McCarthy’s most recent opportunity to serve came the week before Thanksgiving when Students for Life members participated in the Interfaith Shelter Network program. Students make a meal for shelter visitors and engage in great discussions that break down barriers and provide a truly experiential moment.
Each experience, she says, deepens her faith.
“I had a strong youth group in high school so I came here looking for that again,” she said. “Faith has been a huge part of my experience at USD. I’ve found people to share my faith with and ways to grow in my faith. I found a sharing group that meets with Father Mike after the Mass for Peace and I lead a group of sophomores. I’ve gained a new perspective of the Catholic faith through immersion trips and the social justice aspect of Catholicism that I didn’t know much about before I came to USD. The issues we tackle in Students for Life; seeing poverty in Tijuana.

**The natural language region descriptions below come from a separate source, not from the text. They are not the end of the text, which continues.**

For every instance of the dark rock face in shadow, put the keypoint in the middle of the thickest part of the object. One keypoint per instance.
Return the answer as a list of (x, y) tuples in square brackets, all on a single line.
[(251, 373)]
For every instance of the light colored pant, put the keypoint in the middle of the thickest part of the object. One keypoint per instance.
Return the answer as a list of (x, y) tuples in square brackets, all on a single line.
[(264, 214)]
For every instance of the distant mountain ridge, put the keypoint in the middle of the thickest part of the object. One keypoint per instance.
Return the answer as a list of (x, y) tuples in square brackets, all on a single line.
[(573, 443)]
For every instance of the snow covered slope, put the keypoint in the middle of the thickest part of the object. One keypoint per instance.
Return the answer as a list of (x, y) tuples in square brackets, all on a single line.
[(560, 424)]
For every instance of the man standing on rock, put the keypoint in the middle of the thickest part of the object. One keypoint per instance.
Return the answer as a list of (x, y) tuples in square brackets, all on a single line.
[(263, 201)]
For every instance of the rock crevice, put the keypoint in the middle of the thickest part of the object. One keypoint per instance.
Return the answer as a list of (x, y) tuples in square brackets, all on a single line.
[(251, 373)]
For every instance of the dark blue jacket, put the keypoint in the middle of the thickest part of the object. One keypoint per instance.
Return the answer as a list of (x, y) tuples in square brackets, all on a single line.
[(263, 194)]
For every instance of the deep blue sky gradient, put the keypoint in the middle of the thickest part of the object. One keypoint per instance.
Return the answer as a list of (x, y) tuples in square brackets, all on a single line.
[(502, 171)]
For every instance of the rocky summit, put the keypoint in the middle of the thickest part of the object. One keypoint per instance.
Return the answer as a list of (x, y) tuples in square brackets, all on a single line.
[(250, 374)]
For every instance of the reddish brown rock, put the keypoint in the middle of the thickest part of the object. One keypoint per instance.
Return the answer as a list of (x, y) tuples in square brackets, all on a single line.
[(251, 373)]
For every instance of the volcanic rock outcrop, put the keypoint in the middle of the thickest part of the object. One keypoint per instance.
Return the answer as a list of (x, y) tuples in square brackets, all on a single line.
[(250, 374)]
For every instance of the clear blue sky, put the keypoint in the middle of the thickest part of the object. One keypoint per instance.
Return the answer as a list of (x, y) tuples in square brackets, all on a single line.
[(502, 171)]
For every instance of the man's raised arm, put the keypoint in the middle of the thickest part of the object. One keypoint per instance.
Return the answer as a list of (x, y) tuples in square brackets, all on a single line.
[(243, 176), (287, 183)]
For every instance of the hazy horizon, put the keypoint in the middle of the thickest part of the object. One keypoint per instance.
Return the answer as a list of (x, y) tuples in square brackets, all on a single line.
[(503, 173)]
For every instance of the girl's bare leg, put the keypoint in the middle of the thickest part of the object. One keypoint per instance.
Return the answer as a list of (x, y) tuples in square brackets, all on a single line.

It’s helped me see my faith in a new way, seeing Christ in a new way, through the marginalized people I’ve met.”
McCarthy’s educational growth at USD includes the classroom and laboratory, too. She’s done research with Associate Professor of Biology, Geoffrey Morse, and will be finishing soon to give her Senior Seminar presentation. She’s also considering submitting a poster presentation for USD’s April undergraduate research showcase, Creative Collaborations.
Discussing spring events makes McCarthy sentimental. She is applying for the Jesuit Volunteer Corps and plans to do that immediately after graduation in May. Nevertheless, she’s not ready to leave USD just yet. “This has become my home after nearly four years. I will miss everything when I graduate. I’ll miss the people, the buildings, the views and sunsets at the beach.”
But McCarthy’s vast USD experiences make her an inspiring resource for younger female students to seek advice.
“Let your passion lead you,” McCarthy says, recalling a friend’s advice to her. “I’ve found things I’m passionate about or have come to be passionate about and I’ve let that guide what I’m involved in and the decisions that I make. For a student coming in, if you know what you’re passionate about, find that group and get involved. If there’s not a group, create it.”